In the last analysis, the only justification for Federal aid to education, apart from a philosophical commitment to centralizing the services of society, the only justification is that the Federal Government is more generous in allocating money than are other sources. If you read carefully any of the exhortations to enact the Federal aid bills you will discover just two basic arguments: that only the Federal Government has enough money to do what must be done in education, or that we must depend on the Government to make decisions for all of us as to what needs to be done and how we should do it. I am unwilling to believe that the American people would forfeit to the slightest degree the local control of the educational system if they thought that was the objective of Federal aid legislation. We are therefore left with the sole argument of the ready availability of United States Treasury funds.

If it were generally recognized that easy money is the only possible reason for Federal aid to education, we could then weight sensibly and unemotionally what we must sacrifice to obtain this easy money. I have suggested only two areas where sacrifice is required, political freedom, and academic creativity and flexi­ bility. There are others equally important. However, I wish to move on to some suggestions for resolving the dilemna.

If the Congress deems it necessary by its action to channel money into education, there are ways of acccmplishing that purpose which appear to avoid the damage that accrues from direct Federal loans and grants. If it is desired to make sums of money available for construction, then a tax exanption could be granted to construction bonds for private institutions, similar to the exemption now enjoyed by municipal bonds. By this technique the college could decide whether the payout would be long term or short term and there would be no need for the Government to draw up specification restrictions on the buildings. This move would provide easy and uncontrolled access to construction funds.

If the Congress honestly wished to make it less difficult for students and their families to meet the costs of a college education, then a tax credit could be granted for money paid for college expenses. Or, to go the full way, if Congress honestly wanted to make large sums of money available to education, then it could grant a flat tax credit for any gift to any educational institution. Suppose the tax credit for educational gifts were enacted with a ceiling set at $300. If your Federal income tax was $450 you could send $300 to the University of Illinois or to Elgin Community College or to the city school board and send the balance of $150 to the Director of Internal Revenue. Such legislation would quickly fill educational coffers. It would leave it to the individual to decide what level and what kind of education most needs his money and the educational institution would be free to determine how it could best spend that money.

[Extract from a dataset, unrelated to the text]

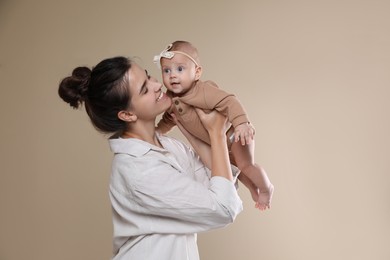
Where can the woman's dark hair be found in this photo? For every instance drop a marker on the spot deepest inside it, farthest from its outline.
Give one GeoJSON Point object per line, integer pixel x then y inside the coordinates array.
{"type": "Point", "coordinates": [104, 91]}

This proposal is a radical departure from current practice, but it should not be lightly cast aside. Recently I visited with members of Congress and officers of Health, Education and Welfare. The President’s education bill is given next to no chance of enactment. It will undoubtedly fail on the impasse of Church-State arguments, if it ever gets into the debate stage. We witnessed last year a frightening and profoundly damaging fragmentation of the various segments of education in the debate over Federal aid. The various controversies, college vs. secondary and elementary, Protestant vs. Catholic, Negro vs. white, public vs. private and religious vs. secular, reached such a pitch that they undermined the progress that had been made in the development of mutual trust and cooperation among these constituencies. There are indications that these battles will be resumed where they left off, if we persist in advancing what we now think of as Federal aid to education.

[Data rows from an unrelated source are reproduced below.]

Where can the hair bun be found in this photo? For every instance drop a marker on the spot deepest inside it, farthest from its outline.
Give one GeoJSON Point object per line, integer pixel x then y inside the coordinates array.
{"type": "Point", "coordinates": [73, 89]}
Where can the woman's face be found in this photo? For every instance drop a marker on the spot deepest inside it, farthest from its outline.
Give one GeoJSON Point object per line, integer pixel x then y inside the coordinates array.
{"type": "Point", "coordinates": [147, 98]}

Ladies and gentlemen, the manner in which we meet the financial problems of education will fundamentally affect the quality and the character of our educational services in the years ahead. We should not disregard the uniform opposition to Federal aid voiced by our predecessors without weighing carefully their reasons in the light of current experience. I am convinced that their words of caution were well-founded, and that we must discover means other than Federal grants to support our schools and colleges.